Tuples -- who needs 'em

Martijn Faassen m.faassen at vet.uu.nl
Wed Apr 5 08:05:57 EDT 2000


Bob Alexander <bobalex at home.com> wrote:
> I agree with this, too (noting Lisp as possibly the worst example --
> although a fine language with clear favorable influences on Python). But
> my issue is not about syntax.

> However, too bad about that nasty syntax irregularity that using parens for
> tuples presents  (1,)  (Couldn't resist  ;-)

But tuples are nice in particular for their *syntax*. With tuples, you
can do:

def foo():
    return 1, 2, 3, 4

first, second, third, fourth = foo()

I think this is nice syntax. Without tuples it'd not be as nice. It's not
so much about efficiency.
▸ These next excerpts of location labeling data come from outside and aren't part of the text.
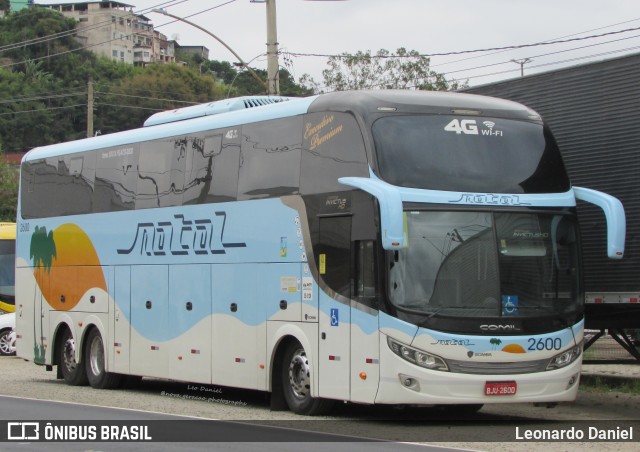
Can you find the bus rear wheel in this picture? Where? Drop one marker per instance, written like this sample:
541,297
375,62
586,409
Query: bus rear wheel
94,361
296,383
73,373
7,343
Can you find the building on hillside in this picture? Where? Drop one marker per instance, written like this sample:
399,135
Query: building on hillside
199,51
113,30
17,5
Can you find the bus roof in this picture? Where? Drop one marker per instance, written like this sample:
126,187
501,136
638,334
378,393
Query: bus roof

This pattern occurs all over Python.

[snip]
> Yet the concept of array is pretty fundamental to programming. Arrays are
> usually thought of as mutable. Anyone having trouble with that concept is
> pre-beginner  :-)

Anyone having trouble with the concept of immutable lists must have never
heard of functional programming?

[snip]
> I'm sure tuples are not an acciental feature. And my issue comes from
> understanding, not lack of understanding.
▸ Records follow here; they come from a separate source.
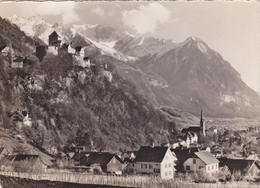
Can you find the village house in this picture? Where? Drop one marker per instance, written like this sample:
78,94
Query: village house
17,62
23,160
128,156
41,49
80,158
109,163
202,160
79,51
3,152
157,161
54,39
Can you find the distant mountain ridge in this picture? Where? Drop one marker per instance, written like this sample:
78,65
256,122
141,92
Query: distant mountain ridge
186,76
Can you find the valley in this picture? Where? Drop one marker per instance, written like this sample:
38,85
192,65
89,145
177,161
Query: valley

Given the above two items, I don't think you understand tuples yet. I
consider tuples to be mostly nice syntax (with one nit, the single element
tuple). You could almost see the immutability semantics being there to
support the syntax, not the other way around. It might be possible to preserve
the nice syntax and still get rid of tuples, if you still allow this:

foo, bar, baz = [1, 2, 3]

But this is less symmetrical, and since lists are mutable, this may go wrong
far more easily.

Regards,

Martijn
-- 
History of the 20th Century: WW1, WW2, WW3?
No, WWW -- Could we be going in the right direction?